Everyone has seen the pictures of the ghost cities (Chenggong) with no inhabitants; ghost malls (South China Mall, Dongguan Mall) with no shoppers; residential towers with no residents; and roads with no cars. Analyst Gillem Tolluch scene in China today:

China consumes more steel, iron ore and cement per capita than any industrial nation in history. It’s all going to railways that will never make money, roads that no one drives on and cities that no one lives in. It’s like walking into a forest of skyscrapers, but they’re all empty.

There are 218 million urban households in China, and the central government ordered local governments to build 36 million more units by 2015. They just have one small problem: Prices for apartments in Shanghai and other major metropolitan areas have soared by over 100% in the last five years.

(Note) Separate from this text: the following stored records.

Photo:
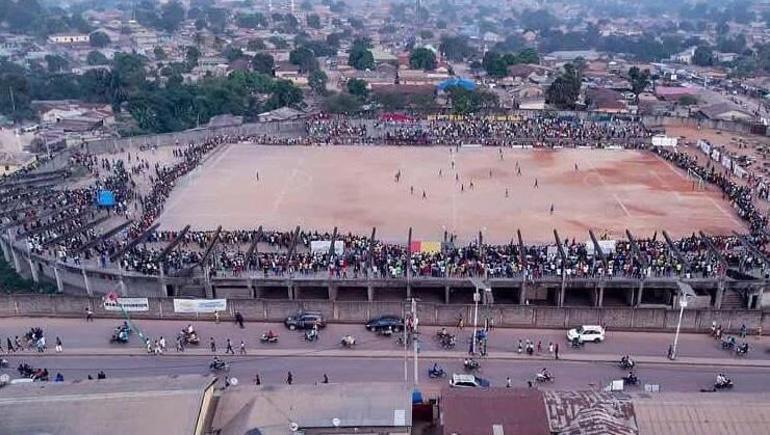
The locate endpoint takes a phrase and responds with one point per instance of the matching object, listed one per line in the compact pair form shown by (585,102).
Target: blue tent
(467,84)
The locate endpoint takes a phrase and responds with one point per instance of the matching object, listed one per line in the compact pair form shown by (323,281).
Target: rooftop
(271,409)
(153,405)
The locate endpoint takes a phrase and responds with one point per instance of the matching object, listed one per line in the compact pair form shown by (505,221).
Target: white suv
(593,333)
(467,381)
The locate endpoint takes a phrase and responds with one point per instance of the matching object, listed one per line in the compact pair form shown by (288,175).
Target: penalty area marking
(620,203)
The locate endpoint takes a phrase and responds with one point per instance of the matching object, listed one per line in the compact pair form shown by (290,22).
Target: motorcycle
(120,334)
(219,366)
(348,341)
(742,350)
(631,379)
(190,338)
(269,338)
(728,343)
(471,365)
(436,372)
(311,335)
(626,363)
(543,377)
(724,385)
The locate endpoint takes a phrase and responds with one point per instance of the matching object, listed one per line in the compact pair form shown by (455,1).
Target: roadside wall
(648,319)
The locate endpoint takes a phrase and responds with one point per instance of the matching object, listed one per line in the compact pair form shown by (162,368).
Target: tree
(358,88)
(342,103)
(687,100)
(494,64)
(263,63)
(159,53)
(171,15)
(422,58)
(99,39)
(565,90)
(703,56)
(192,54)
(232,53)
(284,94)
(465,101)
(255,44)
(639,80)
(314,21)
(304,58)
(317,82)
(96,58)
(360,57)
(56,63)
(455,48)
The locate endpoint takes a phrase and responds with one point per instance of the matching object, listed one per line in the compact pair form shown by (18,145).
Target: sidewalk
(265,352)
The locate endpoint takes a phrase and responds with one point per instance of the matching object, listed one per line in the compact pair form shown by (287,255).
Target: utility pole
(414,341)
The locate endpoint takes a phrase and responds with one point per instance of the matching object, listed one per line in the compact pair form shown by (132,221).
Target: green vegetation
(12,282)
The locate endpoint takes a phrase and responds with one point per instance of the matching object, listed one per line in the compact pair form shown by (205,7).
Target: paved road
(77,334)
(86,351)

The average size of a “cheap” apartment in second-tier Chinese cities is 60 square meters (650 sq ft) and fetches an average price of $1,230 per square meter, or $73,800. Mid-tier apartments in Shanghai or Beijing sell for $3,500 per square meter, or $210,000 for an average size apartment. “When prices are over 20 times more than annual household income, it’s not affordable,” says Andy Xie, an independent economist in Shanghai. Millions of working Chinese have been priced out of ever owning property and blame the corrupt local government cronies and connected speculators. Anger is simmering among the masses.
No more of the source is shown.